Retail Real Estate: Rattled Yet Resilient

As in most markets in the United States, the Tucson retail real estate market strained in the third quarter to adapt to the realities of COVID-19 era business. Some large format retailers already pressured by online retailing and changing consumer preferences have simply been unable to continue operation.

The second quarter closing of Macy’s at Park Place Mall (153,511 square feet (sf)) was followed by JC Penney’s at El Con (220,291 sf). These closures have happened on the heels of bankruptcy proceedings for GNC, Victoria’s Secret, Pier One Imports, Stein Mart, Papyrus, Stage, Brooks Brothers, Tuesday Morning, and others impacting shopping malls most heavily.


As a result, malls in Tucson currently post the highest vacancy rate of any retail subtype at 10.9%. This stands in stark contrast to low vacancy rates at Power Centers (2.1%) and General Retail (2.9%). The lower vacancy rates in both subgroups may be due to a combination of greater potential for adaptive reuse (office, medical, etc.) and the relative tolerance to COVID-19 impacts as open air structures.

Overall aggregate retail vacancy rates will continue to appear high until these major mall vacancies are either re-tenanted or, more likely, re-purposed. Unfortunately, the stresses of the current pandemic have not been restricted to malls and large retailers.

The Tucson restaurant market lost some mainstays and community favorites with the recent closure of Athens on 4th, Alibaba Mediterranean, Rincon Market, Gee’s Garden, and Café Poca Cosa. Restricted operating guidelines set forth by the Pima County Health Department have created a restaurant business environment that many local operators simply cannot withstand. Despite these closures, many new restaurateurs planned openings, seizing opportunity during disruption.


Amid the COVID-19 pandemic, more than 20,000 businesses in Arizona received economic relief from the federal government. Arizona’s unemployment rate has fallen from 10.7% in July to 5.9% in September due to nearly 80,000 jobs being added in August.

Job gains were posted across ten private sectors, with the largest increases seen in health services, education, and transportation.

After reaching a high of 13.1% in April, Tucson’s unemployment correlated closely to the state’s, falling from 10.7% in July to 5.9% in September versus a national unemployment rate of 8.8%.



Even under the current COVID-19 related constraints, the end of Q3 saw a 12-month rent growth of 2.5% year-over-year to post an average triple net (NNN) market rent of $17.86 per square foot (psf) per year. This is an excellent indicator of the overall vibrancy of the retail market in Tucson.

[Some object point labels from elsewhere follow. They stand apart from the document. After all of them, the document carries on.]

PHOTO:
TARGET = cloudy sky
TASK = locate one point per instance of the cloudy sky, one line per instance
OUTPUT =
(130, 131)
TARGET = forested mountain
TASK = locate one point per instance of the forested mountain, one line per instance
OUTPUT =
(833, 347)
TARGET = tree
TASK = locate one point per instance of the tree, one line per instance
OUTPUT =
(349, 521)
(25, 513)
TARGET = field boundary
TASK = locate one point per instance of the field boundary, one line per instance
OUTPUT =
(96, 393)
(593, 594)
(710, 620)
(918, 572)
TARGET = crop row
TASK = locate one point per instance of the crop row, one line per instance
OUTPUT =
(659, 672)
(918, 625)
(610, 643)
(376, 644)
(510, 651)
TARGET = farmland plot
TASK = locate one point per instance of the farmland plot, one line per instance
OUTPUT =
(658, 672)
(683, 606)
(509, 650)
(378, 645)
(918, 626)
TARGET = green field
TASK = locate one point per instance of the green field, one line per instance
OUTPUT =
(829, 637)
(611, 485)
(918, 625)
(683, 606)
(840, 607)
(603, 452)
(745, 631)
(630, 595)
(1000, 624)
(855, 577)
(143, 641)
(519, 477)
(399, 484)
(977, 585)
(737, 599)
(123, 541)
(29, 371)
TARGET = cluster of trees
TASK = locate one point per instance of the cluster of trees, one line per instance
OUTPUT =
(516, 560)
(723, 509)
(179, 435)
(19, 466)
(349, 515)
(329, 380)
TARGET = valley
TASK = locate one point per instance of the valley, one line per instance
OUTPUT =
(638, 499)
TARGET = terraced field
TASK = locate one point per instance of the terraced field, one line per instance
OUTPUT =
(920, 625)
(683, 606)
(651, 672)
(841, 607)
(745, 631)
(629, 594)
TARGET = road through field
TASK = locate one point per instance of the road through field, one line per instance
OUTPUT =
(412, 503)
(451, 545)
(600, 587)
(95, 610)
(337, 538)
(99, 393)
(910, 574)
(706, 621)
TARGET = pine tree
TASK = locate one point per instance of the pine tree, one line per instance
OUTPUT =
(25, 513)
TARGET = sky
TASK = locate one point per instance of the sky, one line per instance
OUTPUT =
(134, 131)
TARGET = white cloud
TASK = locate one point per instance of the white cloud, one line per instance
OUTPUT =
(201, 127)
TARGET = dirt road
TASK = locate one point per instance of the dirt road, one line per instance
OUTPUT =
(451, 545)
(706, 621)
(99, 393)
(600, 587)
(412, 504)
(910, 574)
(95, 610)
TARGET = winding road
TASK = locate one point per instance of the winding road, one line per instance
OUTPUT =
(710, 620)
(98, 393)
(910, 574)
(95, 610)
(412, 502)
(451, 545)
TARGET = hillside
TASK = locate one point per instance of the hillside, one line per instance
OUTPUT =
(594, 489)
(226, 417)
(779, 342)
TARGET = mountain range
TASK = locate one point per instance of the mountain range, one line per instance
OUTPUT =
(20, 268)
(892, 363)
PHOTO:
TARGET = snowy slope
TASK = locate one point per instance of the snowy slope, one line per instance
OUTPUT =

Positive rent growth at a 6.4% vacancy rate highlights that the vacancy statistics are skewed by shopping mall and big box vacancy. When mall inventory and vacancy are backed out of the overall retail inventory and vacancy, the result is a non-mall vacancy rate of 5.9%, consistent with the positive, but moderate, rent growth that the Tucson retail market has experienced.